Slumdog Millionaire

It reads almost like an article in The Onion.

According to the AP’s Erika Kinetz (via USA Today), young Slumdog Milionaire star Azharuddin Mohammed Ismail and his family were recently kicked out of the shanty they lived in before it was bulldozed in advance of monsoon season.

Sadly, they were only one of thirty such families to have lost their homes in the Mumbai slum where even people who have homes have it rough:

“Azhar’s neighbors have less to look forward to. Homeless mothers nursed their babies Thursday in what little shade they could find in the 100-degree heat. Nearby, a 98-year old woman lay listless on a metal bed frame scattered with rags. A pregnant woman carried two large jugs of water, trying not to trip. A man on crutches hobbled through rubble littered with stuffed animals and children’s shoes.

Some sang Jai Ho, the Oscar-winning song from Slumdog Millionaire. Others tried to cook. Children struggled with unwieldy bundles of clothes tied together with old sheets.”

With the sad picture of Azharuddin standing below a rumpled Slumdog poster (signed by Danny Boyle) comforting his pet chicken (he lost his kittens), it’s tempting to lay blame at the feet of the film’s producers for exploiting the children in the first place and the article seems to want to do just that.

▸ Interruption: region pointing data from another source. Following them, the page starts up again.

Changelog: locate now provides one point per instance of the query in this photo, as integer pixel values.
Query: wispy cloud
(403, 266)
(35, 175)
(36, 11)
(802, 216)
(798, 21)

The thing is, life was rough for the kids and the millions of others like them before the movie and it continues to be rough after the movie. The problem isn’t the movie. The problem is audiences seeing the movie and then sleeping well at night feeling they’ve done something to help solve the world’s problems.

What’s disturbing is even the AP article feels like it’s exploiting tragedy. Read it and tell me I’m wrong.

7 Responses to “‘Slumdog’ kid even loses half-eaten crap sandwich”

  1. This has been going on forever and not just in this country but all over the world. And you’re not wrong about the article.

    I was not one of the people on the bandwagon for this movie. It was enjoyable and well-made, end of story.

  2. I know there was a big fuss leading up to the Oscars about the kids’ trust fund and all that, but it’s sad that things just seem to be rolling downhill.

    On one hand, you can blame the filmmakers for exploitation, but on the other hand if it wasn’t for that film, we wouldn’t even be having this conversation. AP wouldn’t be telling these stories about the real slums of Mumbai.

  3. These slums have always been there and people have known about them, certainly journalists. They just didn’t feel it was important enough to report on before. True the film brought this to people’s attention on a more immediate level, but there is still an element of exploitation. The whole thing kind of leaves a bad taste in my mouth. Maybe I’m just too pessimistic.

  4. I’d suggest there’s probably a psychological aspect to this. I think reporters don’t cover it because people don’t want to read about it. Nothing is less sexy or marketable than poverty and despair.

  5. Yeah, I’m confused. In this country if you get a speaking role in a movie, you can live off that for months in Los Angeles, one of the pricier world cities. Why is this kid still living in a shanty at all?

  6. He blew all his earnings on strippers and hard liquor. Black humor helps me cope better with the tragic reality of the story.